Mean, Median & Mode

What you'll leave with

Precise definitions of mean, median, and mode — and what each one actually measures.
Why the mean is sensitive to outliers and the median isn't, with a picture for the intuition.
A decision rule for which "average" to reach for given the shape and type of your data.
The classic traps: mean of integer counts, mode of continuous data, and the word "average" itself.

1. Three notions of "typical"

Suppose you have a list of numbers — test scores, salaries, house prices, the number of pets in each household on your street. You want to communicate one fact: what's the typical value? There isn't a single answer, because "typical" isn't one idea. It's at least three.

Mean — the balance point. If you piled the data on a seesaw, this is where it would balance.
Median — the middle of the pack. Half the data sits below it, half above.
Mode — the most common value. The peak of the histogram.

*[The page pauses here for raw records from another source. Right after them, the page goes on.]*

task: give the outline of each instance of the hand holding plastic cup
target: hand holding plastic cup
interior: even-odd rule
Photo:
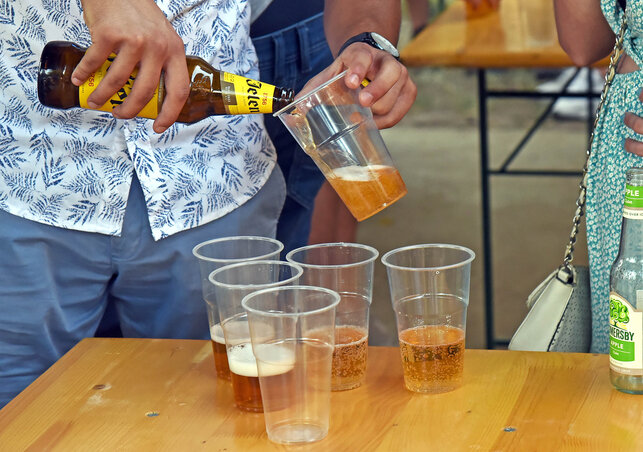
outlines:
[[[210,338],[217,377],[230,380],[223,329],[219,321],[219,308],[214,296],[214,286],[208,279],[210,273],[225,265],[258,259],[278,259],[284,245],[275,239],[258,236],[233,236],[207,240],[192,249],[199,261],[201,289],[208,310]]]
[[[248,261],[226,265],[210,274],[225,338],[232,391],[241,410],[263,410],[248,318],[241,300],[256,290],[297,284],[302,272],[300,266],[289,262]]]
[[[319,441],[330,422],[330,375],[339,295],[284,286],[246,296],[266,432],[271,441]]]
[[[408,246],[382,257],[410,391],[447,392],[461,384],[474,258],[468,248],[443,244]]]
[[[339,293],[335,314],[332,391],[357,388],[366,378],[368,317],[373,267],[378,252],[357,243],[323,243],[297,248],[286,260],[304,269],[300,282]]]
[[[346,71],[305,94],[278,117],[311,156],[353,216],[362,221],[406,194],[370,108]]]

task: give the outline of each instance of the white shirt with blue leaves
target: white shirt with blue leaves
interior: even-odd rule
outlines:
[[[109,0],[106,0],[109,1]],[[188,55],[257,78],[247,0],[157,0]],[[263,186],[275,151],[260,115],[175,124],[38,101],[49,41],[89,46],[80,0],[0,0],[0,209],[102,234],[121,230],[133,172],[156,240],[222,217]]]

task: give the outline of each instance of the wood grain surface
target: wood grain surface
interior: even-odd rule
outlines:
[[[474,15],[464,0],[455,0],[401,58],[408,66],[573,66],[558,44],[552,0],[502,0],[498,10]]]
[[[234,407],[207,341],[85,339],[0,411],[0,450],[640,451],[643,397],[612,389],[604,355],[467,350],[464,383],[404,388],[397,348],[332,393],[328,437],[285,447]]]

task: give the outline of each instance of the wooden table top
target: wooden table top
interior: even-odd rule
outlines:
[[[464,384],[407,391],[397,348],[332,393],[328,436],[297,450],[641,450],[643,396],[612,389],[605,355],[466,350]],[[233,406],[208,341],[85,339],[0,410],[0,449],[286,450]]]
[[[469,17],[464,0],[455,0],[401,58],[408,66],[573,66],[558,44],[552,0],[501,0],[497,11]]]

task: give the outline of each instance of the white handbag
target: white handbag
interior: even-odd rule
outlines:
[[[592,339],[587,267],[554,270],[527,298],[527,316],[510,350],[588,352]]]
[[[589,272],[587,267],[573,266],[574,245],[585,211],[587,192],[587,165],[598,123],[599,112],[605,103],[607,92],[616,74],[616,65],[623,53],[623,36],[627,27],[625,14],[614,44],[614,52],[605,75],[605,85],[596,109],[594,127],[583,167],[580,193],[576,201],[572,232],[565,249],[563,264],[545,278],[527,298],[529,312],[511,341],[509,350],[589,352],[592,332]]]

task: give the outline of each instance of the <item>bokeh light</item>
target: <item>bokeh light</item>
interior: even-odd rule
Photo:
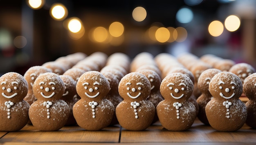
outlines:
[[[218,37],[221,35],[224,29],[223,24],[218,20],[212,21],[208,27],[208,31],[210,34],[214,37]]]
[[[170,31],[166,28],[160,27],[155,31],[155,38],[160,42],[165,42],[170,38]]]
[[[13,40],[13,45],[18,48],[22,48],[27,45],[27,39],[23,36],[18,36]]]
[[[240,19],[235,15],[230,15],[225,20],[225,27],[228,31],[233,32],[240,27]]]
[[[38,9],[41,8],[45,4],[45,0],[28,0],[27,4],[31,8]]]
[[[124,27],[121,22],[115,22],[110,24],[108,30],[110,35],[112,36],[117,37],[123,34],[124,31]]]
[[[146,16],[147,11],[143,7],[137,7],[132,11],[132,18],[136,21],[141,22],[146,19]]]
[[[73,33],[77,33],[81,30],[82,24],[78,18],[73,18],[69,21],[67,27],[68,29]]]
[[[97,42],[103,42],[108,38],[108,33],[106,28],[103,27],[96,28],[92,33],[94,39]]]
[[[54,4],[52,6],[49,12],[52,17],[58,20],[65,19],[68,13],[66,7],[63,4],[58,3]]]
[[[187,23],[193,19],[193,14],[190,9],[183,7],[180,9],[176,14],[176,18],[181,23]]]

On a perfectly symmetric, single-peaked dataset they coincide. On almost anything real — incomes, response times, file sizes, exam scores with a long tail — they separate, and the gap between them tells you something about the shape of the data. Knowing which one to use, and which one someone else has used on you, is half of basic statistical literacy.

These three numbers all belong to a family called measures of central tendency. Each one is a different rule for collapsing a list into a single representative value.

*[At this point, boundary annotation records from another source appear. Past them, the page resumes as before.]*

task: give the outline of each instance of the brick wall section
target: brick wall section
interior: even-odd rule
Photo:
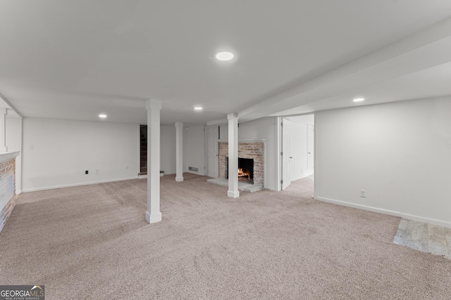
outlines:
[[[219,143],[219,178],[227,177],[226,174],[226,162],[228,157],[228,143]],[[238,157],[252,158],[254,159],[254,185],[263,185],[264,184],[264,143],[238,143]],[[237,171],[238,170],[237,170]]]
[[[0,231],[3,229],[5,223],[6,223],[8,217],[9,217],[13,212],[13,209],[14,209],[17,200],[17,195],[16,195],[16,157],[0,163],[0,179],[3,179],[11,175],[13,176],[13,193],[11,198],[6,203],[6,205],[5,205],[5,207],[1,209],[1,211],[0,211]],[[0,191],[0,194],[11,195],[11,193],[6,193],[6,190],[8,188],[8,185],[6,184],[4,185],[4,186],[2,188],[5,190]]]

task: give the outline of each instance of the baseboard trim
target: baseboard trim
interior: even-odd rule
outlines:
[[[323,202],[333,203],[334,204],[342,205],[345,207],[353,207],[359,209],[364,209],[369,211],[377,212],[379,214],[388,214],[390,216],[400,216],[408,220],[417,221],[419,222],[428,223],[430,224],[438,225],[443,227],[451,228],[451,222],[445,221],[437,220],[435,219],[425,218],[424,216],[416,216],[409,214],[405,214],[400,211],[395,211],[389,209],[380,209],[377,207],[369,207],[366,205],[357,204],[355,203],[347,202],[345,201],[335,200],[335,199],[325,198],[323,197],[315,197],[316,200],[322,201]]]
[[[92,184],[106,183],[109,182],[123,181],[132,180],[132,179],[138,179],[138,176],[127,177],[123,178],[110,179],[110,180],[104,180],[104,181],[93,181],[93,182],[85,182],[85,183],[80,183],[63,184],[61,185],[46,186],[44,188],[27,188],[27,189],[22,190],[22,193],[37,192],[38,190],[54,190],[55,188],[71,188],[74,186],[80,186],[80,185],[89,185]]]

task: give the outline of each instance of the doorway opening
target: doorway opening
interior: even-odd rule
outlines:
[[[280,189],[314,174],[314,115],[280,117]]]

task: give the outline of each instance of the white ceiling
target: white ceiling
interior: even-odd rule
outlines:
[[[449,0],[0,0],[0,93],[25,117],[140,124],[157,98],[163,124],[450,95],[450,16]]]

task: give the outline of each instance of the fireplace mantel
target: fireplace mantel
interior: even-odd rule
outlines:
[[[227,178],[227,157],[228,156],[228,140],[217,140],[218,144],[218,176]],[[265,176],[266,169],[266,144],[264,138],[238,139],[238,158],[254,159],[254,185],[264,188],[266,185]]]
[[[264,143],[266,140],[264,138],[259,139],[238,139],[238,143]],[[218,140],[218,143],[228,143],[228,140]]]

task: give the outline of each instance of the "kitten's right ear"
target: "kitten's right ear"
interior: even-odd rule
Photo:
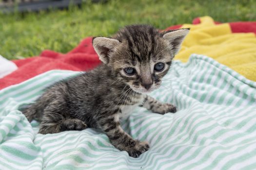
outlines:
[[[112,53],[119,43],[118,40],[113,38],[98,37],[93,39],[94,50],[99,57],[99,59],[104,64],[108,63]]]

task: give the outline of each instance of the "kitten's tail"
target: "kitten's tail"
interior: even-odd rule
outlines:
[[[36,102],[26,106],[21,111],[29,122],[34,119],[40,122],[43,109],[41,105]]]

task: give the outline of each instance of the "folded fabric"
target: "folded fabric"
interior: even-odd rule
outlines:
[[[256,81],[256,22],[216,24],[204,17],[193,23],[180,27],[191,32],[176,59],[185,62],[191,53],[206,55]]]
[[[17,69],[14,63],[3,58],[0,55],[0,78],[2,78]]]
[[[219,24],[204,17],[196,18],[193,24],[175,25],[166,30],[188,27],[191,30],[176,59],[186,62],[192,53],[205,54],[256,81],[256,22]],[[0,89],[51,69],[87,70],[100,63],[90,37],[67,54],[45,51],[39,56],[13,62],[19,69],[0,79]]]
[[[122,122],[150,149],[138,158],[115,148],[103,133],[37,134],[19,110],[46,86],[78,72],[52,70],[0,91],[1,170],[252,170],[256,167],[256,83],[204,56],[175,61],[151,95],[176,114],[134,111]]]
[[[19,69],[0,79],[0,89],[50,70],[86,71],[100,63],[92,46],[91,37],[82,40],[78,47],[67,54],[46,50],[39,56],[13,61]]]

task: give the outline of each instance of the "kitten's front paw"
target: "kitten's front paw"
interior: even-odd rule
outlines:
[[[176,107],[170,103],[160,104],[157,106],[153,107],[152,110],[156,113],[163,115],[167,113],[175,113],[177,109]]]
[[[140,142],[138,140],[135,141],[136,142],[135,145],[130,148],[127,152],[130,156],[137,158],[149,150],[149,144],[147,142]]]
[[[176,107],[175,106],[172,105],[172,104],[169,103],[166,103],[166,105],[167,105],[167,109],[166,112],[165,113],[175,113],[177,111],[177,109],[176,108]]]

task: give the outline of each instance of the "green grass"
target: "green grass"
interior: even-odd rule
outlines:
[[[132,0],[23,16],[0,14],[0,54],[14,59],[39,55],[45,49],[65,53],[85,37],[109,36],[134,23],[164,29],[206,15],[223,22],[256,21],[255,9],[255,0]]]

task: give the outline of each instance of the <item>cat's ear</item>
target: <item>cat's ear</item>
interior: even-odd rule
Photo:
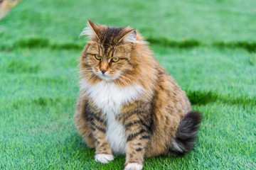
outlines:
[[[96,36],[99,39],[100,26],[97,26],[92,21],[88,20],[88,26],[85,27],[82,32],[80,33],[80,37],[82,35],[87,35],[90,38]]]
[[[135,29],[124,32],[118,42],[120,42],[121,41],[140,43],[140,42],[137,40],[137,33]]]

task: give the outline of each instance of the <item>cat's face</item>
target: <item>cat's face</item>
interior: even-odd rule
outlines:
[[[132,51],[127,45],[104,47],[93,42],[88,45],[83,62],[102,80],[113,81],[132,72],[135,63]]]
[[[83,77],[106,81],[130,80],[140,60],[136,52],[135,30],[89,24],[82,32],[90,36],[81,60]]]

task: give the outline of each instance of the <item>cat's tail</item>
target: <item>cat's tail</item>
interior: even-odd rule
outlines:
[[[181,119],[176,137],[171,142],[169,154],[174,157],[182,156],[193,148],[201,119],[201,113],[197,111],[190,111],[185,115]]]

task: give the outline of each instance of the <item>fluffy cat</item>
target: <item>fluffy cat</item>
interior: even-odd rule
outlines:
[[[126,155],[124,169],[142,169],[144,157],[181,156],[191,150],[201,114],[159,65],[146,41],[129,27],[97,26],[80,62],[75,126],[95,161]]]

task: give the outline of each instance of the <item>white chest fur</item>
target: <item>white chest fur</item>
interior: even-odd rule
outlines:
[[[109,141],[114,153],[125,154],[126,136],[124,127],[116,120],[124,104],[137,99],[143,92],[143,87],[133,85],[120,87],[112,82],[101,82],[90,85],[81,81],[81,89],[85,90],[85,95],[89,95],[95,104],[106,115],[106,139]]]

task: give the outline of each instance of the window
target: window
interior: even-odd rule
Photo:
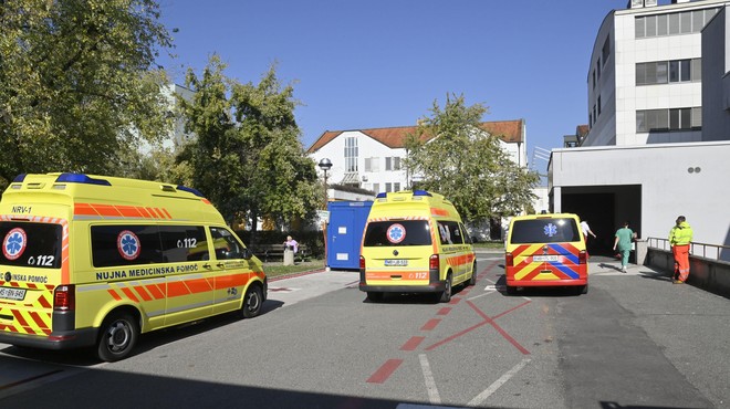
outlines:
[[[691,60],[691,81],[702,81],[702,59]]]
[[[596,88],[596,72],[595,72],[595,70],[591,74],[593,75],[593,88],[595,90]]]
[[[92,226],[92,262],[96,268],[163,262],[157,226]]]
[[[636,132],[666,132],[701,129],[700,107],[646,109],[636,112]]]
[[[400,170],[400,157],[385,158],[385,170]]]
[[[164,262],[209,259],[206,229],[201,226],[161,226],[159,241]]]
[[[438,237],[441,244],[463,244],[463,235],[456,221],[438,221]]]
[[[61,224],[0,222],[0,237],[7,238],[0,264],[45,269],[61,268]],[[18,269],[7,269],[18,270]]]
[[[699,33],[719,9],[682,11],[678,13],[643,15],[634,20],[637,39]]]
[[[663,36],[667,35],[667,14],[657,15],[657,35]]]
[[[701,65],[701,59],[638,63],[636,85],[700,81]]]
[[[606,65],[608,55],[611,55],[611,35],[606,38],[606,41],[603,43],[603,49],[601,50],[601,60],[603,60],[603,65]]]
[[[357,171],[357,138],[345,139],[345,171]]]

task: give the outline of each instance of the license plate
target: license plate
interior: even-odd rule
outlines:
[[[2,287],[0,289],[0,298],[23,301],[25,298],[25,290]]]
[[[557,261],[560,255],[533,255],[532,261]]]

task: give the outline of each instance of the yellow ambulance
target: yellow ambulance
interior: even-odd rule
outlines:
[[[505,292],[518,287],[572,286],[588,292],[588,263],[581,220],[573,213],[517,216],[504,256]]]
[[[0,202],[0,343],[95,346],[226,312],[253,317],[261,262],[200,192],[83,174],[20,175]]]
[[[434,293],[451,300],[452,286],[473,285],[477,260],[453,204],[426,190],[378,193],[367,217],[359,258],[359,290]]]

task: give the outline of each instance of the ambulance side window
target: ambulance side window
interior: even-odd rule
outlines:
[[[161,226],[159,237],[165,262],[210,259],[206,229],[201,226]]]
[[[441,237],[441,244],[462,244],[463,235],[459,229],[459,223],[456,221],[440,221],[439,234]]]
[[[226,228],[210,228],[216,259],[242,259],[243,247],[238,242],[236,235]]]
[[[92,261],[96,268],[164,261],[156,226],[92,226]]]
[[[59,269],[61,237],[61,224],[2,221],[0,264]]]
[[[469,232],[467,231],[467,227],[459,223],[459,229],[461,230],[461,237],[463,238],[463,242],[467,244],[471,244],[471,237],[469,235]]]

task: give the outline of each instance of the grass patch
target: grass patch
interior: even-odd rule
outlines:
[[[263,272],[269,279],[304,273],[312,270],[324,269],[324,260],[312,260],[295,263],[294,265],[284,265],[281,261],[263,263]]]

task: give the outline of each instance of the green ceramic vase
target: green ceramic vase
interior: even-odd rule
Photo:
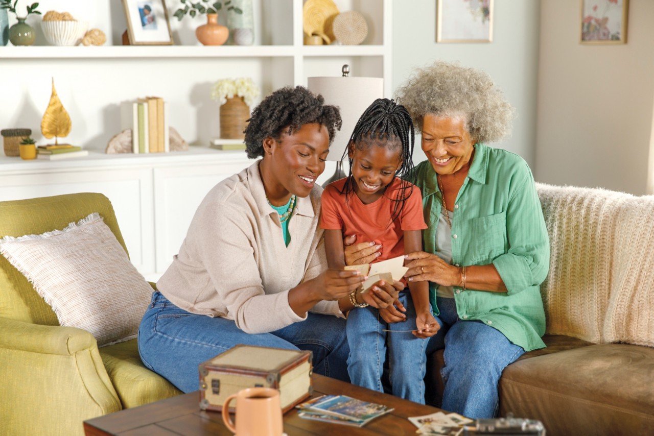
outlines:
[[[0,9],[0,45],[7,45],[9,42],[9,18],[7,9]]]
[[[14,45],[34,44],[36,33],[32,26],[25,22],[25,18],[16,17],[18,22],[9,27],[9,41]]]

2. The mean (arithmetic average)

Arithmetic mean

The sum of all values divided by the count of values. For a dataset $x_1, x_2, \ldots, x_n$:

$$ \bar{x} \;=\; \frac{1}{n} \sum_{i=1}^{n} x_i \;=\; \frac{x_1 + x_2 + \cdots + x_n}{n} $$

The mean is what most people mean when they say "average." It's the value that, if every data point were replaced by it, would leave the total unchanged. It's the balance point of the data: imagine placing one unit of mass at each $x_i$ on the number line — the mean is the location where the line would balance on a fulcrum.

It has two things going for it: it's algebraically friendly (you can compute it in a single pass, you can combine means of subgroups, it has tidy properties in proofs), and it uses every data point. Nothing is thrown away.

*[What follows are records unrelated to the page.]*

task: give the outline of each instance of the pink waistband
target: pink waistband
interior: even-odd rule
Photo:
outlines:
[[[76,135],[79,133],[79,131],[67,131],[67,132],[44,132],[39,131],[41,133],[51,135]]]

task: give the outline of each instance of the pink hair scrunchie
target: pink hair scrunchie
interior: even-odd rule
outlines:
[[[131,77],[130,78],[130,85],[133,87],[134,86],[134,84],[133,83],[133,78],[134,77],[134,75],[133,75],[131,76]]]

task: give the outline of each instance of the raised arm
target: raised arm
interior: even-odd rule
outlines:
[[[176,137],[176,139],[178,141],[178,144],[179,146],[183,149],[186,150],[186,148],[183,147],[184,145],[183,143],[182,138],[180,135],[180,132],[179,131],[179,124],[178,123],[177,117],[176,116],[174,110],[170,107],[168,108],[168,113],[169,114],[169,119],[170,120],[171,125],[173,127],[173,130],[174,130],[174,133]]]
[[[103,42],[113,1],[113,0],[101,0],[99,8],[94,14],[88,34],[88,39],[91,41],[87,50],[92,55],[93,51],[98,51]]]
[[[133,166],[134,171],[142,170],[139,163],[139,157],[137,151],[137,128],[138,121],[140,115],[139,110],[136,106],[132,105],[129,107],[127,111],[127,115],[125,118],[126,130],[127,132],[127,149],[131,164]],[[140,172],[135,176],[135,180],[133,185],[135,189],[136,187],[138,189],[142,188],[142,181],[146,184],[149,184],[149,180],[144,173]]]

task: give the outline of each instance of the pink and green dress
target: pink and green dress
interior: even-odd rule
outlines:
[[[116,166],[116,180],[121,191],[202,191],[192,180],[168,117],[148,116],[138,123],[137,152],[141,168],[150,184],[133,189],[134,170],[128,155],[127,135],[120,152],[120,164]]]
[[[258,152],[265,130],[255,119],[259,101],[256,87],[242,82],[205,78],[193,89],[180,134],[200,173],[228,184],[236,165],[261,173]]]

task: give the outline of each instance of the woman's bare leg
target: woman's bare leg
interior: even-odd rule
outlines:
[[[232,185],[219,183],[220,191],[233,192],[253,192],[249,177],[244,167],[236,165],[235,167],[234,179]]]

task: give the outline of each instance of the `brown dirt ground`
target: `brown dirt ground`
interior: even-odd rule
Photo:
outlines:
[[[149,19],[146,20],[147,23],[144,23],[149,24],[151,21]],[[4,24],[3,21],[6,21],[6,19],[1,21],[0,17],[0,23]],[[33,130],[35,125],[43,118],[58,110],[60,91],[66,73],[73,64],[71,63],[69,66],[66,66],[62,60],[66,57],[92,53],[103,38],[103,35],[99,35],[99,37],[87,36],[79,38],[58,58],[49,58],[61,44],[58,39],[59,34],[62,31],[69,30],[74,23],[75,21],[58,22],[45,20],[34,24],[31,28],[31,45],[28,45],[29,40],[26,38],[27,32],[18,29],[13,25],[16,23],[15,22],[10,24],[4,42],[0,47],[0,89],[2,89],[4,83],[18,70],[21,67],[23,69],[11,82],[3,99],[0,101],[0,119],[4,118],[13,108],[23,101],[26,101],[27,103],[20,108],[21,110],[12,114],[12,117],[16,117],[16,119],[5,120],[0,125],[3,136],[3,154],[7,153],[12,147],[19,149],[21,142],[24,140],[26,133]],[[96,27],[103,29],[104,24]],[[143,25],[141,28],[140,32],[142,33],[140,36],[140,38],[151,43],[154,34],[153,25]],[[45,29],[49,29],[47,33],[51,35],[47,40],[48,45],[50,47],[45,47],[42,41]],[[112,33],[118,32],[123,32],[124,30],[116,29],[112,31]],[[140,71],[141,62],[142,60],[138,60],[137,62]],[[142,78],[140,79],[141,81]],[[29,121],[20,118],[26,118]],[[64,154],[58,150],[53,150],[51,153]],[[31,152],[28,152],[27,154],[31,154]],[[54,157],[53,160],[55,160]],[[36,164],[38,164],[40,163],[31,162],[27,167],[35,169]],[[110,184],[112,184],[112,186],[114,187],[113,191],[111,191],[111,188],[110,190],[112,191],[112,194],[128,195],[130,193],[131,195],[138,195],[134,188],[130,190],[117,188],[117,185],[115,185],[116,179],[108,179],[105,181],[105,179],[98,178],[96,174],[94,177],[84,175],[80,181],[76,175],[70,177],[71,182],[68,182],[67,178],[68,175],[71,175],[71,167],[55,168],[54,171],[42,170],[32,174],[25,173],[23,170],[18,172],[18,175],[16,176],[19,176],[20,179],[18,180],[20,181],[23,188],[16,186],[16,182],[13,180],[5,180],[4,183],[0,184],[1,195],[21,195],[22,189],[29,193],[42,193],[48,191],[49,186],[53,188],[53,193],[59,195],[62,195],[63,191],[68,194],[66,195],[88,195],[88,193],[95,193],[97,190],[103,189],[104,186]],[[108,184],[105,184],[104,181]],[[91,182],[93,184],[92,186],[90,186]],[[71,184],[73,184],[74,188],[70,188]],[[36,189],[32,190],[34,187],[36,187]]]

That same property — using every data point — is also its weakness. A single extreme value can drag the mean a long way. The salaries

$$ 30,\; 32,\; 35,\; 38,\; 40 \quad (\text{thousand dollars}) $$

have mean $35$. Replace one person with a CEO earning $1{,}000$:

$$ 30,\; 32,\; 35,\; 38,\; 1000 \quad\Longrightarrow\quad \bar{x} = 227 $$

Not one of the five people earns anything close to $227$k. The mean is mathematically correct and descriptively misleading. This is the central thing to remember about the mean: one outlier can move it as much as you want.

Aside

There are other "means" in statistics — geometric, harmonic, weighted, trimmed. Unless someone tells you otherwise, "the mean" means the arithmetic mean defined above. The geometric mean shows up when averaging ratios or growth rates; the harmonic mean when averaging rates like speed.

3. The median

Median

Sort the values. The median is the one in the middle. If the count $n$ is odd, it's the single middle value. If $n$ is even, it's the average of the two middle values.

The recipe in steps:

Sort the values from smallest to largest.
If $n$ is odd, the median is the value at position $(n+1)/2$.
If $n$ is even, the median is the average of the values at positions $n/2$ and $n/2 + 1$.

For the salary list $30, 32, 35, 38, 40$ the median is the third value, $35$. Replace one person with the CEO at $1{,}000$:

$$ 30,\; 32,\; 35,\; 38,\; 1000 $$

The median is still $35$. The CEO's exact salary doesn't matter — only their rank matters. Push them to a million or a billion and the median doesn't move. This property has a name: the median is robust to outliers.

Geometrically, the median splits the dataset into two equal-sized halves. Half of the values are at or below it; half are at or above. That's the precise sense in which it's "the middle."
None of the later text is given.